New music, new artists and Hard Of Hearing Firsts.

We’re beaming our favourite new grassroots releases to you once more via our weekly Firsts feature.

Words by Karl Johnson

While supermarket daffodils may signal the arrival of spring and new hope, this week’s weather forecast points firmly towards snow and sub-zero temperatures. The new news is that start-up company You Check, Music Venue Trust and the government Department for Digital, Culture, Media and Sport have got together to trial a ‘digital health passport app’ approach to the re-opening of music venues. Set to be brought into action in March at the 100 Club in London and Bristol’s The Exchange, events will be tested at 25% venue capacity. February often offers the last laugh of winter, which allows for the first breath of spring. We may now dream more scientifically. Follow our Hard Of Hearing Top Tips playlist here and sink into our FIRSTS section below which offers an insight into some of the finest underground debuts of 2021.


Hadda Be
‘Another Life’

It’s hard to explain romanticism, it’s even tougher to bottle that special feeling into a two and a half minute pop track. Hadda Be – formerly known as Foundlings – harness the slacker pop charm within to create a new image that combines an instrumentally lean sound with vocal melodies and cutting guitar hooks that infiltrate the soul with ease. Over a five day period between national lockdowns last year the band recorded their debut album and Another Life is a quick glimpse of what the band have to offer on their full-length. On this form, it could be quite special. Their debut LP is set to arrive in April and is also entitled Another Life.


Last Living Cannibal
‘The Overground’

Rigid and uncompromising, the soundscape created on the The Overground is one of concrete emotion, almost American college rock-esque sonically but tightly-wound in it’s unyielding groove.
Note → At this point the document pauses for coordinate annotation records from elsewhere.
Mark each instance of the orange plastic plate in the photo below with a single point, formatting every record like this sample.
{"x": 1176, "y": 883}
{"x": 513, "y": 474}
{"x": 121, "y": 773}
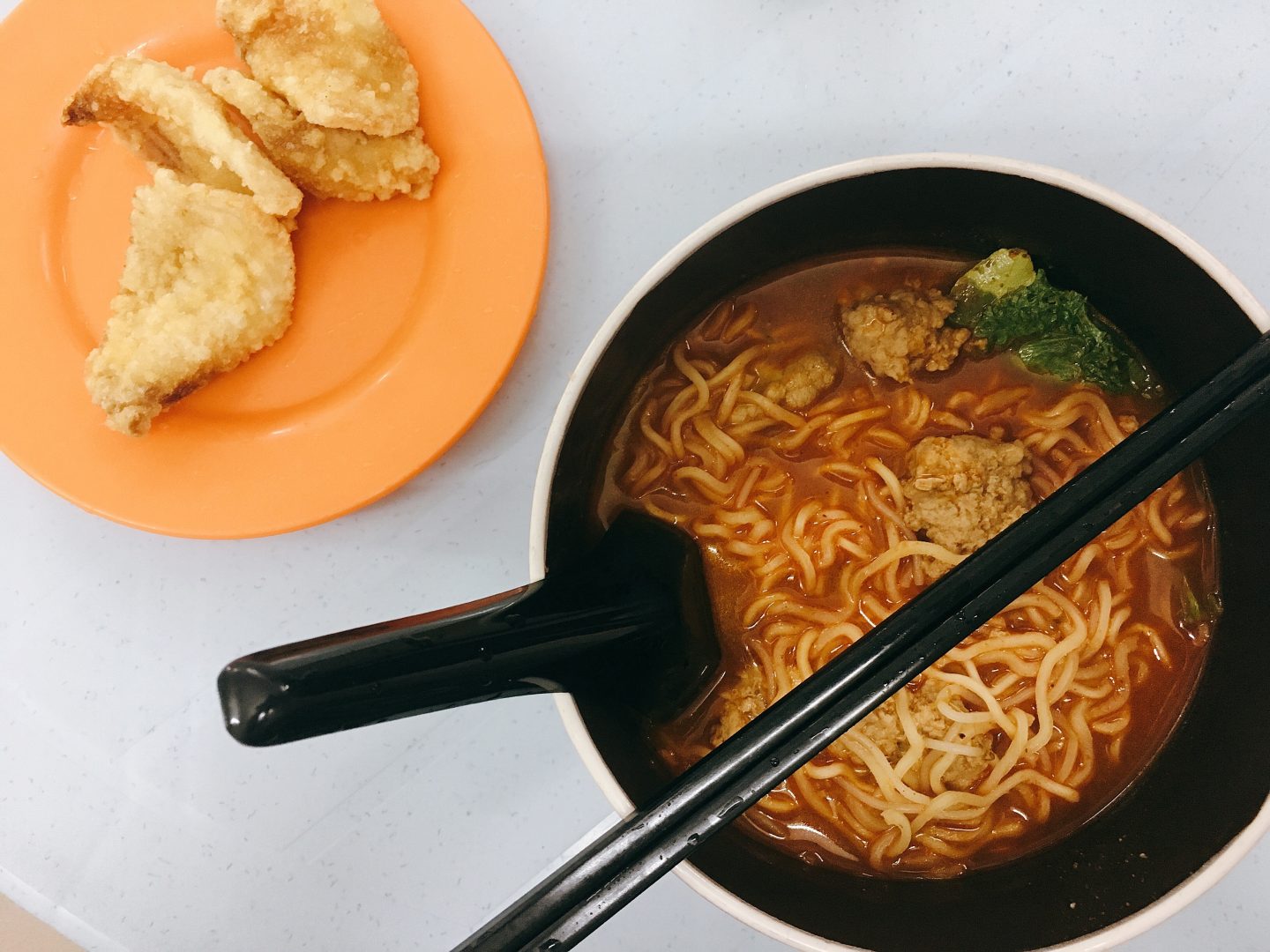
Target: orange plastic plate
{"x": 407, "y": 314}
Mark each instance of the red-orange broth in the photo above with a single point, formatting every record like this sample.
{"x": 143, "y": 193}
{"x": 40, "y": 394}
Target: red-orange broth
{"x": 799, "y": 310}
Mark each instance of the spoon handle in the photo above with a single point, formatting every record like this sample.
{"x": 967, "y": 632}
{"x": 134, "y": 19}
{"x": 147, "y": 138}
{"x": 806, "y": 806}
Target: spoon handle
{"x": 524, "y": 641}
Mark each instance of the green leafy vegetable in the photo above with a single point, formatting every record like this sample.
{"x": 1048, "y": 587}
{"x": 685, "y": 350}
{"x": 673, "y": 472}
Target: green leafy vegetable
{"x": 996, "y": 276}
{"x": 1010, "y": 306}
{"x": 1198, "y": 611}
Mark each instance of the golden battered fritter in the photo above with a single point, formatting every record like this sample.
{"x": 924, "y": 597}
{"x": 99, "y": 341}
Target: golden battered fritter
{"x": 333, "y": 60}
{"x": 903, "y": 331}
{"x": 329, "y": 163}
{"x": 170, "y": 120}
{"x": 963, "y": 490}
{"x": 207, "y": 282}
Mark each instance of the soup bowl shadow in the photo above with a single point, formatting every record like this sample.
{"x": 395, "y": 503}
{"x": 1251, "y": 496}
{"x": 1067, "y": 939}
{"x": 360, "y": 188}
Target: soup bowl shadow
{"x": 1204, "y": 799}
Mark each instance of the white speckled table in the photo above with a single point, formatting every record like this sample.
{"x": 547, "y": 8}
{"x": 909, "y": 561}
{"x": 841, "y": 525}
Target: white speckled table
{"x": 130, "y": 820}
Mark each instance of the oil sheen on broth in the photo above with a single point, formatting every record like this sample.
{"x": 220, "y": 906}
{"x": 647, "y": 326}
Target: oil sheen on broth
{"x": 790, "y": 464}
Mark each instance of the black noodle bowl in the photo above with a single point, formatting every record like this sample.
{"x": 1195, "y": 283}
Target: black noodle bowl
{"x": 1201, "y": 800}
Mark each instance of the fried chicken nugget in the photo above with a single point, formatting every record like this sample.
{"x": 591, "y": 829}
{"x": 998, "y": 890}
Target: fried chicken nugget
{"x": 333, "y": 60}
{"x": 329, "y": 163}
{"x": 170, "y": 120}
{"x": 208, "y": 280}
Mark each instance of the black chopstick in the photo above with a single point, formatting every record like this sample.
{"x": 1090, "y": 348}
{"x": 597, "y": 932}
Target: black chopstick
{"x": 574, "y": 900}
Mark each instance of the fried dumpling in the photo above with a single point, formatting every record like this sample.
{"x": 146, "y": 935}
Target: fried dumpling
{"x": 335, "y": 61}
{"x": 170, "y": 120}
{"x": 207, "y": 282}
{"x": 329, "y": 163}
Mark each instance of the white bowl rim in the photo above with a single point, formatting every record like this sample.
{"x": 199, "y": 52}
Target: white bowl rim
{"x": 1109, "y": 937}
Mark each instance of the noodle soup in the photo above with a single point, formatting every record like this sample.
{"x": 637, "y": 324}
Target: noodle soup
{"x": 825, "y": 495}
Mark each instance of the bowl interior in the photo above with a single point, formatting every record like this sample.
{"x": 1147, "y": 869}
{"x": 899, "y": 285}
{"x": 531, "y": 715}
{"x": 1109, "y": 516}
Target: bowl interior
{"x": 1212, "y": 777}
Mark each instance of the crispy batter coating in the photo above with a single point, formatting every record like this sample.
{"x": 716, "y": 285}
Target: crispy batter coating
{"x": 329, "y": 163}
{"x": 796, "y": 385}
{"x": 170, "y": 120}
{"x": 903, "y": 331}
{"x": 802, "y": 383}
{"x": 333, "y": 60}
{"x": 963, "y": 490}
{"x": 208, "y": 280}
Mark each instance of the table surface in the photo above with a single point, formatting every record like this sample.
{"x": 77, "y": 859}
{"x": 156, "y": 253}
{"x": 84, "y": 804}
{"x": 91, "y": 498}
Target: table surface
{"x": 130, "y": 820}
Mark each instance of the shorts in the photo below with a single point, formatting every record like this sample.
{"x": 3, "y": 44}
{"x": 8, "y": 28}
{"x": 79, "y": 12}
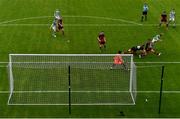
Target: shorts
{"x": 172, "y": 19}
{"x": 54, "y": 28}
{"x": 102, "y": 42}
{"x": 60, "y": 27}
{"x": 144, "y": 13}
{"x": 163, "y": 20}
{"x": 57, "y": 17}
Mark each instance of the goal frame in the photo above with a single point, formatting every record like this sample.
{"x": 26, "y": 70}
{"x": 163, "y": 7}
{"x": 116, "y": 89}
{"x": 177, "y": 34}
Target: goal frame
{"x": 11, "y": 81}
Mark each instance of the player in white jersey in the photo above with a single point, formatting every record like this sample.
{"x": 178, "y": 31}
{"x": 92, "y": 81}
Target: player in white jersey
{"x": 157, "y": 38}
{"x": 172, "y": 15}
{"x": 57, "y": 15}
{"x": 54, "y": 28}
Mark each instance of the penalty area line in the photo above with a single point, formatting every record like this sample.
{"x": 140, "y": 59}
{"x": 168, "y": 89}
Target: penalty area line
{"x": 81, "y": 25}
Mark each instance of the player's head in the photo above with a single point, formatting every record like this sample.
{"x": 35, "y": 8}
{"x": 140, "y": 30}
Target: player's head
{"x": 142, "y": 46}
{"x": 101, "y": 33}
{"x": 119, "y": 52}
{"x": 161, "y": 34}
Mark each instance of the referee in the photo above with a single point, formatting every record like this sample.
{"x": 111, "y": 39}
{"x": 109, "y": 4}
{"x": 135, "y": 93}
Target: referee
{"x": 144, "y": 12}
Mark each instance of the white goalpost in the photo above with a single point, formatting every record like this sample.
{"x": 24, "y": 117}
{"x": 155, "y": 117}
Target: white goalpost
{"x": 79, "y": 79}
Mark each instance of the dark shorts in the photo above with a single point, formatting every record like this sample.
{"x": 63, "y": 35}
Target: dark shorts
{"x": 144, "y": 13}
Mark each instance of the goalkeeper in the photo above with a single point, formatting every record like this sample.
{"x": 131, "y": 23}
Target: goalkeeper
{"x": 118, "y": 61}
{"x": 57, "y": 14}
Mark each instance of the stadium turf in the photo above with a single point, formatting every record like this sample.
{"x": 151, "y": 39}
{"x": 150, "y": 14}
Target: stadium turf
{"x": 24, "y": 28}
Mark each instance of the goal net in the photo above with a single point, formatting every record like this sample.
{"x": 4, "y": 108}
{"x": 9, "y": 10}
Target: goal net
{"x": 79, "y": 79}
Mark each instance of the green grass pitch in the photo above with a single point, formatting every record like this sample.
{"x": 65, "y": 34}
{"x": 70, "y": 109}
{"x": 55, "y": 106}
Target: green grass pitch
{"x": 24, "y": 28}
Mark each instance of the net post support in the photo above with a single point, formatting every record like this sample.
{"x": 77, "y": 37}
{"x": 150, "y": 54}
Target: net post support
{"x": 69, "y": 81}
{"x": 161, "y": 89}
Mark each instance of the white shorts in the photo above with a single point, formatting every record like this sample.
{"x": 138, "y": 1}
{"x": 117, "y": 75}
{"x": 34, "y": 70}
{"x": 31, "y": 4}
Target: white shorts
{"x": 57, "y": 17}
{"x": 172, "y": 19}
{"x": 54, "y": 28}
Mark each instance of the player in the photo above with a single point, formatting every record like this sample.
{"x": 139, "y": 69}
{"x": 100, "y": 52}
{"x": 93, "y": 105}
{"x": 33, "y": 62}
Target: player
{"x": 144, "y": 12}
{"x": 140, "y": 49}
{"x": 60, "y": 26}
{"x": 102, "y": 40}
{"x": 149, "y": 48}
{"x": 54, "y": 28}
{"x": 172, "y": 15}
{"x": 57, "y": 14}
{"x": 118, "y": 61}
{"x": 135, "y": 49}
{"x": 164, "y": 19}
{"x": 157, "y": 38}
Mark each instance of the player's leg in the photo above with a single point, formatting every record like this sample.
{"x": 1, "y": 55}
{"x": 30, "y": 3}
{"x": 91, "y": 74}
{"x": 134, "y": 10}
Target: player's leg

The downbeat vocal melodies are as cutting and honest as you’ll come across in 2021, the gloomier moments find a certain euphoria in a tear-stained expression of worldly emotion and are balanced by unexpectedly buoyant synth tones. This is a superbly exciting debut single. Find the band on Spotify here.


EINSAM
‘Stuck Pig’

Einsam means ‘onesome’ in German, a fitting name then for Sam Jackson’s project that came to fruition while living in Vienna. A constant state of flux rattles through Jackson’s vocal delivery on Stuck Pig, the dark edges of the storytelling and tension in the sound finds a perfect partner in the rolling bass groove that underlies the sound. Beat-driven and peppered with interjecting stabs of guitar and keys, the Bristol-born artist’s second single arrives fully-formed and luscious in it’s production. Find EINSAM on Spotify here.


NRVS
‘See Yer Hate To Be Yer’

It’s tough to bring something fresh or new to a punk sound in 2021, NRVS manage to hit the nail on the head by just being themselves. Their ferocious new cut ‘See Yer Hate To Be Yer’ arrives catchy in the vocal (listen close for a scathing attack on cool kids and their haircuts) and hypnotic in it’s rolling guitar hooks. The vocal rips through the mix – and under a terrifying fog of fuzz – like every punk track should, raw, heavy-hitting and scornful. ‘See Yer Hate To Be Yer’ is out now on Attawalpa Records. Find the band on Spotify here.


Crimewave
‘BARCODE’

‘BARCODE’ arrived via London label Slow Dance’s stellar January compilation album. The track feels like a melting pot of warped and re-constructed shoegaze cuts forced through the eye of a needle to create a glitchy, spaghetti electronica. Vocally ‘BARCODE’ is a distant memory echoing around your hippocampus, as stories are cast aside, Newcastle/ Manchester outfit Crimewave go for sonic impact and feeling. Certainly at home in the night-time hours, the track has a way of seeping it’s message into your head over multiples listens. Find the band on Spotify here.